And after a tidal wave of Legos (7 different essays), computer games and broken radios, I found a few wonderful surprises. One MIT student reported how she couldn't stop braiding her My Little Pony's tail, weaving the hairs into endlessly repeating patterns (a clue, perhaps, to her fascination with mathematics). But this one … this one is a gem.

It tells the story of a little boy (now a software designer) and a stop sign.
Excerpt: 'Falling For Science': 'Stop Signs'

by Joseph Calzaretta (1992)

NPR.org, December 3, 2008 · By the age of two, I could recognize certain shapes as letters and identify them by name. Not long after I read the letters on the red sign at the end of my block: STOP. When I asked my parents about the sign, they told me it was a stop sign and that people had to stop for it. They pointed to a moving car and told me to watch the car's actions. The car came to the sign, slowed to a halt, and then turned the corner. My parents had told the truth.

I fell in love with the stop sign. Every time we passed one on foot I would stop for a few seconds. I would point them out in the car and was delighted when we stopped, respecting the sign's wishes. I owned a picture book and I would always turn to the page with the stop sign and cry, "Stop!" Noticing my fascination with the sign, my parents bought me a stop sign piggy bank. My aunt knitted me a stop sign rug and my father eventually gave me a real stop sign that had fallen off its pole after a car accident.

After the stop sign taught me to read, I discovered letters and words everywhere. But signs had words that commanded people.

I couldn't understand why anyone would ever purposely disobey signs, although I saw that my fellow children sometimes pretended to fool signs by pretending not to see them. As for me, for a while I was obsessed with following the rules. Once when my family went to a local restaurant I noticed a sign in an ominous red font: OCCUPANCY OF THIS ESTABLISHMENT BY MORE THAN 232 PERSONS IS DANGEROUS AND UNLAWFUL.

"Mommy," I asked, "what's 'occupancy'?" She told me, and I immediately began to count all the people in the restaurant. I was plagued by the thought that my family's arrival would doom us all to an awful punishment.

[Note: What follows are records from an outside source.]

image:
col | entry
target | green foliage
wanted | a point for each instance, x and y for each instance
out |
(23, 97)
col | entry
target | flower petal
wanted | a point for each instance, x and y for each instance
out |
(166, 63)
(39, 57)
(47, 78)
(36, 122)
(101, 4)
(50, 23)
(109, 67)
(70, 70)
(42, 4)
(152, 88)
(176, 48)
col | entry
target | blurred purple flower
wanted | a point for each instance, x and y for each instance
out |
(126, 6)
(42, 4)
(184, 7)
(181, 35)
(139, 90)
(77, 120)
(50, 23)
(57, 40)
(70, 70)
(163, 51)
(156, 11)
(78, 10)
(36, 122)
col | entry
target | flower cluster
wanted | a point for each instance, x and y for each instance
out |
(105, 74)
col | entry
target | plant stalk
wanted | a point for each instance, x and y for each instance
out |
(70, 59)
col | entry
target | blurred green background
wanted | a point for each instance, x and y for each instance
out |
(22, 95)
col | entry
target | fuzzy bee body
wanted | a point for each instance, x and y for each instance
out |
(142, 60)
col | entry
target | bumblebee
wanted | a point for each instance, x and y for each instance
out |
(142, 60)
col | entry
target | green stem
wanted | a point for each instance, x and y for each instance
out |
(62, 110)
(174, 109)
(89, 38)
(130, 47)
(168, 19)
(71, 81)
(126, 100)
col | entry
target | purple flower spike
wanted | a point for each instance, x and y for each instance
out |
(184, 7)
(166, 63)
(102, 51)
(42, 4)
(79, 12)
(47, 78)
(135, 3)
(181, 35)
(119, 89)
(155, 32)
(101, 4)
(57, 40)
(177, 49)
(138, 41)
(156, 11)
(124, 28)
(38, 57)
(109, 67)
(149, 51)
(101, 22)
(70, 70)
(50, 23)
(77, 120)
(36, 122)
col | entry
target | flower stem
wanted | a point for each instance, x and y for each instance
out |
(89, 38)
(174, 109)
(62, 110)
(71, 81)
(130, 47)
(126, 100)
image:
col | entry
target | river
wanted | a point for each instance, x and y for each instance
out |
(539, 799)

Now I hardly think of stop signs, but something about my childhood fascination has stayed with me. In signs I saw the natural laws of my environment. A world of fixed and simple principles appealed to me. When the rules of the stop sign and its cousins lost their infallible status, others took their place. My favorite subjects are physics and mathematics. I still feel satisfaction when I behold the universe obeying its own "signs," such as: Speed Limit—671 Million MPH, Entropy—One Way, and Quantum Leaps—Exact Change Only. These universal signs give commands that cannot be broken by careless children or reckless drivers; they are unwavering principles. I tend to see our existence governed by some simple rules written on signs posted in the very fabric of space.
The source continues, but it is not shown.